Packet Hacking with PowerShell - AKA Mass Defcon Pwnage

Thu, Aug 15, 2013 3-minute read

Every year, two of the biggest hacking / security conferences take place in Las Vegas: Black Hat, and DefCon.

Both are great experiences, and both have a common theme – hackers (“Intelligent folks that like to make machines do things they weren’t originally designed for”) getting together to educate each other and have fun.

Unsurprisingly, one of the places that people get together to have fun is the free open WiFi.

Aside: Open WiFi led to the nerdiest “social networking” experience I’ve ever had. I was monitoring my hotel network to see how much malicious activity was on it. One of the prominent protocols in a network is LLMNR: a name resolution protocol that queries the local subnet for computers before trying other name resolution protocols. I saw one computer making requests for another laptop (presumably to reconnect a shared drive) – looking for a machine called “johnsmithlaptop”. It was also making LLMNR requests for a couple of servers on the Microsoft internal network. I figured that this was probably John Smith that works in security at Microsoft – who I’d been meaning to catch up with anyways. I sent him a mail asking if he was at BlackHat at my hotel – he was, and we got together for drinks :)

At DefCon, they had two networks: a secure network where you downloaded user certificates and that was monitored for threats very heavily, and another. From the FAQ:

Is there a free network at DEF CON?

Why yes, DEF CON 21 is FULLY network-enabled. Now that we’ve perfected the art of a stable hacker con network, we’re ascending to a higher level - we’re providing you a network that you feel SAFE in using! Since DEF CON 18 we’re WPA2 encrypted over-the-air, with a direct trunk out to the Internet. No peer-to-peer, no sniffing, just straight to the net (and internal servers). We’ll provide login credentials at Registration. We know the 3G airwaves will be saturated so we’re putting our own cred on the line to give you a net that even we would put our own mobile phones on.

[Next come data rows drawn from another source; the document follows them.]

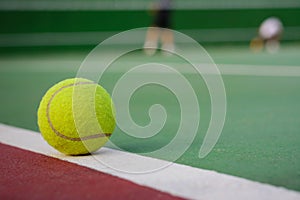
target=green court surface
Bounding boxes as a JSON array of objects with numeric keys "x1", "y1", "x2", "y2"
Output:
[{"x1": 0, "y1": 44, "x2": 300, "y2": 191}]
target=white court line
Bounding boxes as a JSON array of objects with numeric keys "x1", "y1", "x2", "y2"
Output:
[
  {"x1": 0, "y1": 58, "x2": 300, "y2": 77},
  {"x1": 0, "y1": 124, "x2": 300, "y2": 200},
  {"x1": 217, "y1": 64, "x2": 300, "y2": 77}
]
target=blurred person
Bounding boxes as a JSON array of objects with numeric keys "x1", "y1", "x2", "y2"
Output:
[
  {"x1": 144, "y1": 0, "x2": 175, "y2": 55},
  {"x1": 250, "y1": 17, "x2": 283, "y2": 53}
]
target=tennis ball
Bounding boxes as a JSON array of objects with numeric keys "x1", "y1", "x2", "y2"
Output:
[{"x1": 38, "y1": 78, "x2": 116, "y2": 155}]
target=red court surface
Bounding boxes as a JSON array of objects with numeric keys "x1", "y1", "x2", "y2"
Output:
[{"x1": 0, "y1": 143, "x2": 181, "y2": 200}]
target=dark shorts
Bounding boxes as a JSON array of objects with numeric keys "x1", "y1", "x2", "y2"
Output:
[{"x1": 153, "y1": 10, "x2": 171, "y2": 28}]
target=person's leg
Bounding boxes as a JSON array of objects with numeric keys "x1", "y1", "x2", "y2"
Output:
[
  {"x1": 161, "y1": 29, "x2": 175, "y2": 53},
  {"x1": 144, "y1": 27, "x2": 160, "y2": 55}
]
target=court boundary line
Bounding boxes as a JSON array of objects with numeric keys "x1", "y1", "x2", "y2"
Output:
[{"x1": 0, "y1": 124, "x2": 300, "y2": 200}]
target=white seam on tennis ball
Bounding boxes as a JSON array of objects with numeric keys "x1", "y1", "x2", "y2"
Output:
[{"x1": 46, "y1": 82, "x2": 111, "y2": 141}]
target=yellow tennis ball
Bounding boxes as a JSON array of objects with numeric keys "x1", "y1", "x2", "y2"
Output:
[{"x1": 38, "y1": 78, "x2": 116, "y2": 155}]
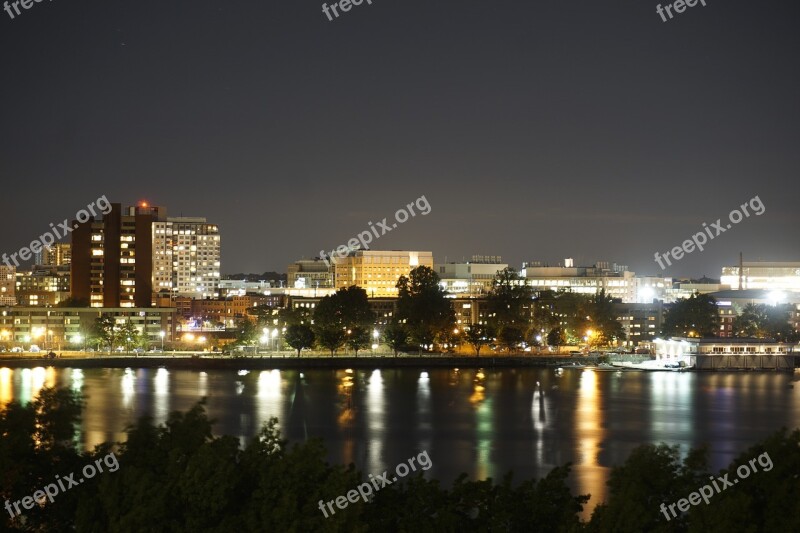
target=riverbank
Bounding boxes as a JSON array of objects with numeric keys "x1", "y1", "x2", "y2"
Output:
[{"x1": 0, "y1": 354, "x2": 597, "y2": 370}]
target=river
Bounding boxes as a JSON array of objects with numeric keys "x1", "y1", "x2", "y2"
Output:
[{"x1": 0, "y1": 367, "x2": 800, "y2": 508}]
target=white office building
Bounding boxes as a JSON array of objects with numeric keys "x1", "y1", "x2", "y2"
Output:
[{"x1": 153, "y1": 217, "x2": 220, "y2": 299}]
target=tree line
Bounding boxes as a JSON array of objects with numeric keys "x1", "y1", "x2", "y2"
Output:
[{"x1": 0, "y1": 388, "x2": 800, "y2": 533}]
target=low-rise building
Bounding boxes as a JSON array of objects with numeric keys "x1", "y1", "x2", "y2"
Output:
[
  {"x1": 520, "y1": 259, "x2": 636, "y2": 302},
  {"x1": 0, "y1": 306, "x2": 176, "y2": 351},
  {"x1": 333, "y1": 250, "x2": 433, "y2": 298},
  {"x1": 721, "y1": 261, "x2": 800, "y2": 293},
  {"x1": 436, "y1": 255, "x2": 508, "y2": 297}
]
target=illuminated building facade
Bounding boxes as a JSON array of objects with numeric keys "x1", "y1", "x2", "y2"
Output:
[
  {"x1": 333, "y1": 250, "x2": 433, "y2": 298},
  {"x1": 286, "y1": 258, "x2": 333, "y2": 289},
  {"x1": 721, "y1": 261, "x2": 800, "y2": 293},
  {"x1": 70, "y1": 204, "x2": 154, "y2": 308},
  {"x1": 0, "y1": 265, "x2": 17, "y2": 305},
  {"x1": 614, "y1": 300, "x2": 665, "y2": 346},
  {"x1": 153, "y1": 216, "x2": 220, "y2": 298},
  {"x1": 16, "y1": 265, "x2": 70, "y2": 307},
  {"x1": 520, "y1": 259, "x2": 636, "y2": 303},
  {"x1": 35, "y1": 242, "x2": 72, "y2": 266},
  {"x1": 0, "y1": 306, "x2": 175, "y2": 350},
  {"x1": 436, "y1": 255, "x2": 508, "y2": 297},
  {"x1": 709, "y1": 289, "x2": 800, "y2": 337}
]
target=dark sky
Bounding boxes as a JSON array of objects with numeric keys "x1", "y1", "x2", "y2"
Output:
[{"x1": 0, "y1": 0, "x2": 800, "y2": 277}]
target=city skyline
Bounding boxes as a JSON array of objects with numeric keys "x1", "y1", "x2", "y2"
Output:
[{"x1": 0, "y1": 0, "x2": 800, "y2": 277}]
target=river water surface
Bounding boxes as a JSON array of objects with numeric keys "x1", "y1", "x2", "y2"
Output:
[{"x1": 0, "y1": 368, "x2": 800, "y2": 507}]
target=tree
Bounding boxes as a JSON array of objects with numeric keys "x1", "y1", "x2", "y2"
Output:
[
  {"x1": 497, "y1": 324, "x2": 525, "y2": 353},
  {"x1": 345, "y1": 326, "x2": 370, "y2": 357},
  {"x1": 94, "y1": 313, "x2": 121, "y2": 354},
  {"x1": 464, "y1": 324, "x2": 493, "y2": 357},
  {"x1": 396, "y1": 266, "x2": 455, "y2": 347},
  {"x1": 547, "y1": 328, "x2": 567, "y2": 348},
  {"x1": 314, "y1": 285, "x2": 375, "y2": 357},
  {"x1": 487, "y1": 267, "x2": 533, "y2": 332},
  {"x1": 662, "y1": 294, "x2": 719, "y2": 337},
  {"x1": 588, "y1": 289, "x2": 626, "y2": 345},
  {"x1": 383, "y1": 321, "x2": 409, "y2": 357},
  {"x1": 119, "y1": 320, "x2": 142, "y2": 352},
  {"x1": 285, "y1": 324, "x2": 315, "y2": 357},
  {"x1": 235, "y1": 318, "x2": 259, "y2": 346}
]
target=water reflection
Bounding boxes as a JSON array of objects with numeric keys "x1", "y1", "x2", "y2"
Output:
[
  {"x1": 0, "y1": 368, "x2": 800, "y2": 510},
  {"x1": 153, "y1": 368, "x2": 170, "y2": 424},
  {"x1": 417, "y1": 371, "x2": 433, "y2": 450},
  {"x1": 366, "y1": 370, "x2": 386, "y2": 471},
  {"x1": 574, "y1": 370, "x2": 607, "y2": 504}
]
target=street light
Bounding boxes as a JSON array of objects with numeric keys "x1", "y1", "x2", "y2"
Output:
[{"x1": 72, "y1": 333, "x2": 86, "y2": 351}]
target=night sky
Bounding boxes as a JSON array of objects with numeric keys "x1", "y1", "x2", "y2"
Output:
[{"x1": 0, "y1": 0, "x2": 800, "y2": 277}]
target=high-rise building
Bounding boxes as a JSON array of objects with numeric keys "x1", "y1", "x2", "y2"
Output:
[
  {"x1": 0, "y1": 265, "x2": 17, "y2": 306},
  {"x1": 153, "y1": 217, "x2": 220, "y2": 298},
  {"x1": 334, "y1": 250, "x2": 433, "y2": 298},
  {"x1": 70, "y1": 204, "x2": 154, "y2": 307}
]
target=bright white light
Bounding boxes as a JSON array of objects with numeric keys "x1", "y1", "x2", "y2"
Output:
[{"x1": 767, "y1": 291, "x2": 786, "y2": 305}]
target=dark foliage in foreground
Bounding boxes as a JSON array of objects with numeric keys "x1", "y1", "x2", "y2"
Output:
[{"x1": 0, "y1": 389, "x2": 800, "y2": 533}]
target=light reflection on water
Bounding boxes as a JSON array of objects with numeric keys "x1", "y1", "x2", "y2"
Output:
[{"x1": 0, "y1": 367, "x2": 800, "y2": 507}]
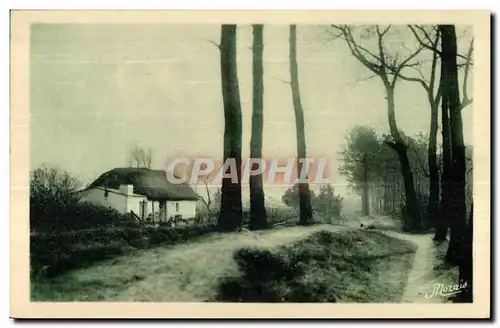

If you’re feeling frisky, we’ll still have the traditional “open” network for you - bring your laptop (we’d recommend a clean OS, fully patched–you know the procedure) because we don’t police what happens on that net. Share & enjoy!

So the free open WiFi is pretty frisky. People are constantly monitoring it with their packet analyzer of choice, looking for fun things to do.

In packet analyzers, most protocols have “wizards” coded that will parse the protocol and give you a high-level summary of what that packet was attempting to do. Here’s an example of NTP (Network Time Protocol) traffic being dissected by WireShark:

capture_ntp

Most of the details in the “Info” column are extremely constrained – for example, describing protocol options, or maybe an IP or DNS address. However, I found one protocol during a Google Hangout I was having that supported almost arbitrary text in the “Info”, and decided to have fun. The protocol was STUN – a protocol designed to help applications figure out all of the complicated NAT translation being done to a client.

If you were monitoring the DefCon network at all you might have seen a packet like this fly by:

stun_roll_flyby

If you put a filter on the STUN protocol, the full beauty of the packet hacking would be exposed:

stun_roll

So, that’s how you (Rick) roll on the free network at DefCon.